Three other factors make the benefit of a retirement account greater than 14% – perhaps 10 percentage points more, but I’ll just safely settle that an IRA results in 20% more than a taxable account.

 

 

• +3 percentage points: The benefit is really ~three percentage points greater when one calculates the impact of paying taxes on dividends on a taxable investment. A detailed calculation (It’s a big spreadsheet.) shows that you lose an increment of growth when you pay taxes earlier than in the simple example. This is a small effect for 10 years, but for 25 years the effect cumulates to 6% lower total growth and 3% lower net return.

 

• +2 percentage points: The benefit is two percentage points more because an IRA escapes the capital gains tax on inflation. The cost basis of an investment is not adjusted for inflation. The gain you calculate includes a portion that is just inflation. I calculate that the real capital gains tax rate is about  17% for the example of 25 years and 6X real growth.

 

• +4 percentage points: The benefit could be four percentage greater when one includes state taxes on capital gains.
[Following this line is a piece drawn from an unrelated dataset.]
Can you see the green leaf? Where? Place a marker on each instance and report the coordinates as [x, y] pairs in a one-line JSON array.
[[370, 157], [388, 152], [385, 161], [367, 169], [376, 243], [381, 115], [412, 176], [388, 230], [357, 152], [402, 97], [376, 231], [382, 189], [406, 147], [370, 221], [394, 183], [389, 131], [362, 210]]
State taxes on gains vary. Nine states do not tax dividends or capital gains. Other states tax gains at 2.5% to over 10%. My state, PA, is on the low end and taxes dividends and capital gains at 3.1% and does not tax withdrawals from traditional or Roth IRAs. That would make the total capital gains tax in the simple case 18.1%. That raises the 14% benefit of an IRA to nearly 18%.

 

 

Conclusions: You benefit by about 20% greater after-tax return when you invest in a retirement account – either a traditional IRA or a Roth IRA – as compared to an investment in a taxable account. Obviously, this is for money you are investing for retirement, and I think 25 years is a proper holding-period for comparison.

 

Traditional (“Pre-tax”) IRA and Roth (“After-tax”) IRAs give you the same, basic after-tax return over time. You are gaining about 14% more in after-tax return primarily from tax-free growth of gains. You get a boost to 20% or more from escaping the tax on inflation inherent in the way gains taxes are calculated and from escaping state taxes on gains (This is varies according to your state).